Shikoku, Japan: Escape to Noodle Island
Takamatsu is on the island of Shikoku, in the Kagawa Prefecture, off the south coast of Japan; in other words, it's not exactly cake to get to. Scenic? Meh—there's a pretty landscaped garden (Ritsurin Park) and nice views of the sea and islands, but there are plenty other far more interesting places to gaze at the water from. With all the marvels a trip to Japan has to offer, why detour 500 miles from Tokyo to visit a smallish city that's mostly just a pass-through port for goods?
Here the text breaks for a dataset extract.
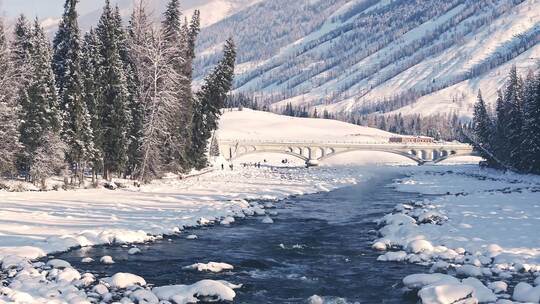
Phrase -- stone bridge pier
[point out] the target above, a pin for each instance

Noodles, is why. In a town with roughly the same population as Staten Island, Takamatsu has more than 300 udon shops (there are as many as 800 in larger Kagawa). You could say the city runs on thick, white noodles.
For the most part, Takamatsu's udon-yas are built for efficiency, feeding you in bustling and brightly-lit rooms with a view to the noodle station. Many of the cooks you see here, rolling, slapping and stretching the dough by hand, are second- or third-generation udon lifers. Here, in Kagawa Prefecture, sanuki udon—an especially chewy rendition of the chubby strands—is king.
Try Waraya (91 Yashima-nakamachi, Yashima), a 19th-century farmhouse-turned udon-ya that's popular, or Ichidai (12-3 Nishinomaru-cho, Takamatsu), a bright, bustling lunch spot near the main train station.
Or just flag down an udon taxi—teeny cars zipping around with udon bowls on the roof—and tell the driver you're hungry.